November 16, 2004

Something black in the lentils

'Something black in the lentils' is a facetiously literal translation of the Hindi idiom 'daal mein kuchh kaala hai', which is the Indian way of saying there's something fishy going on. The earliest use of the phrase I remember is from the 1975 film Prem Kahani, which featured an Anglicized character (did he play Mumtaz's father?) who was fond of pointing out that there was 'something black in the doll'. The phrase is sometimes rendered in English as 'something black in the lentil soup', as in the title of this book by Reshma S. Ruia: an inaccurate translation, since it assumes that the daal is of the cooked variety. As any cook will tell you, there's always a lot of black stuff in lentil soup.

The lover is so afflicted with envy/jealousy that he's convinced that 'there's something black in the daal' [that is, there's some cause for suspicion].(A Desertful of Roses: website by Frances W. Pritchett, Columbia University)

Methinks there is something wrong in the state of denmark, something black in the daal, etc. (Post to Spoon Collective mailing list Seminar 13,10 Jan 1996)

Definitely something black in the lentils, here. And that my dear Elysa Gardner is a synonym for jealousy in Hindi. (Shobha De, Outsourcing dreams, The Times of India,May 23, 2004)

There must be some catch, some red herring, some blue oyster or something black in the lentils that would thwart my dreams.(Rohit Gupta,The Rs 5,00,000 blank cheque, Mid-day, January 2003)

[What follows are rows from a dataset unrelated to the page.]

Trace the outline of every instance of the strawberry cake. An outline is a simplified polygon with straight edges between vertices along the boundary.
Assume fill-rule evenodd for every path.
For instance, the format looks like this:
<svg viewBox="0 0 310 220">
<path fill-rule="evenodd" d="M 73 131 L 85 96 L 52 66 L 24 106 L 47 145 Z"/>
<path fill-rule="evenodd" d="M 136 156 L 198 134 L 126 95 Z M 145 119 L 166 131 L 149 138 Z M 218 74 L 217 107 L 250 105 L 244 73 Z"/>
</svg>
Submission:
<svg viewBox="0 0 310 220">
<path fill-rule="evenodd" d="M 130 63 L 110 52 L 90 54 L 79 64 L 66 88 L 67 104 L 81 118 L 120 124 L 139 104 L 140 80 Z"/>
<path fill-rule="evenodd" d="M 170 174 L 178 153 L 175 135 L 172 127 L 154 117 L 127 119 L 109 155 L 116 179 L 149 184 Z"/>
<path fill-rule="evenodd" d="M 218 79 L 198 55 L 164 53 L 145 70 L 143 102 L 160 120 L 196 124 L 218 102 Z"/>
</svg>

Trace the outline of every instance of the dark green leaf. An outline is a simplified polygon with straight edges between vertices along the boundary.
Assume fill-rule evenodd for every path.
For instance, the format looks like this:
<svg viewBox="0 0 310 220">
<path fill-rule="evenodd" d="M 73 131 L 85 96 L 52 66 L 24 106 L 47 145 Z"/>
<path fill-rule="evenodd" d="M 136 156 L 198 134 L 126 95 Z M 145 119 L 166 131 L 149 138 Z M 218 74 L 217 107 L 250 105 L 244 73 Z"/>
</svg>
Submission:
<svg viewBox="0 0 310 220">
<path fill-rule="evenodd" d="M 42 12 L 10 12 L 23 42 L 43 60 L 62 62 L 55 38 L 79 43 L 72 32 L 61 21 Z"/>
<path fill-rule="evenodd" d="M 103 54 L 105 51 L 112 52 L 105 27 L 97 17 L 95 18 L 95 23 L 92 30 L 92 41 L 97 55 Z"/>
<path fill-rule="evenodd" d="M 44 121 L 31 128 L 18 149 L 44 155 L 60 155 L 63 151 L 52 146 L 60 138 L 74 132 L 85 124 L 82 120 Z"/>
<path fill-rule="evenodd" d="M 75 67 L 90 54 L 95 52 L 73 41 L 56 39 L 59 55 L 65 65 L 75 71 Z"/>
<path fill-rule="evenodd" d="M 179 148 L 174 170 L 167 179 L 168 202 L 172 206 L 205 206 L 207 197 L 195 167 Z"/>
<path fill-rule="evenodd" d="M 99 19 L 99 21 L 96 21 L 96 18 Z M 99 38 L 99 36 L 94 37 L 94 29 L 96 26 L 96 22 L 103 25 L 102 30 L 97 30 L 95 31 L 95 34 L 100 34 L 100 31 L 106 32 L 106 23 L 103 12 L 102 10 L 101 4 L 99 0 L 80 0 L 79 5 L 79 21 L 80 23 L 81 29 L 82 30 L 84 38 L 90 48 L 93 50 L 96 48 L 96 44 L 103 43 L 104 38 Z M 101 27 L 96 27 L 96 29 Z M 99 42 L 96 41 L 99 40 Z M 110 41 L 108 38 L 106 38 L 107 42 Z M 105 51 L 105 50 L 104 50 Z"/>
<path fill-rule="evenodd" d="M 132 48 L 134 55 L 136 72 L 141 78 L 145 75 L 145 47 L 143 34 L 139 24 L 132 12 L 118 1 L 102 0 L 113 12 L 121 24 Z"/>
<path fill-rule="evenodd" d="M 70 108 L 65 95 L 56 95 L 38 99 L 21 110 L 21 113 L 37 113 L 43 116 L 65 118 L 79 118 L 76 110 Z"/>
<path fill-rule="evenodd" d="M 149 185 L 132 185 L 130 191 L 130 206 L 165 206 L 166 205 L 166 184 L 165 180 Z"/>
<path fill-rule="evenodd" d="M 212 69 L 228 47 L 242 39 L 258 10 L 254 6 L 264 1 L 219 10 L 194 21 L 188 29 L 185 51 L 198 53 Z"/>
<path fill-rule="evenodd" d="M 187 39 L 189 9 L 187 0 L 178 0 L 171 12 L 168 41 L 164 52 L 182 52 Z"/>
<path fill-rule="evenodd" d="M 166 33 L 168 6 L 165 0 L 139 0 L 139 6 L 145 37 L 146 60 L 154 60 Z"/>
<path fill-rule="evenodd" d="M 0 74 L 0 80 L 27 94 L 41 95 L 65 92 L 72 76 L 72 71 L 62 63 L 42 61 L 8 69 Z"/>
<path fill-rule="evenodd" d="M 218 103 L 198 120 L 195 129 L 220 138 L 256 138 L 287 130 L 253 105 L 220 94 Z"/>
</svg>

At one point Shekhar is left behind on a school trip, but using his super-speed, Shekhar actually manages to beat Verma and Gita to their destination. Seeing Shekhar there, Verma comments, "There is something black in my lentils." (Review of Superman [India, 1987],Stomp Tokyo)

The black in this lentil soup is represented by Pran who has designs on her fortune and on her person. (Jerry Pinto, Time Out Mumbai, November 5-18, 2004)
The original Hindi phrase is also commonly used in Hinglish, especially in gossip columns and filmi magazines.

All I can say is that there seems to be kuch kala in the dal. Some black in the lentil, as they say at home.(Pamela Philipose, Indian Express, November 26, 2001)

Dal mein kala in mid-day meal scheme (Headline in Indian Express, April 28, 1999)

Amid picturesque background and marvelous camera work, the two fall in love. Now comes the daal mein kaala. Enter Sonali Kulkarni, who is Khan’s wife..(Review of Pyaar Tune Kya Kiya by sonia, Mouthshut.com)

2 comments:

Akshay said...

Interesting, as always... Enjoyed it greatly . You should do a post on polygot writings.

Julia Kazan said...

I heard this phrase in Hum Aapke Hain Kaun... !

In the first wedding scene, the character Lallu says to the character Prem, "daal mein kuchh kaala hai, bhaiyyaji" and Prem replies in turn, "mujhe kaali daal to pasand hai." This basically translates to "something is black in the lentils, brother" and "black daal is a favored dish of mine". But the subtitles smartly say "something seems fishy" and "I love fish".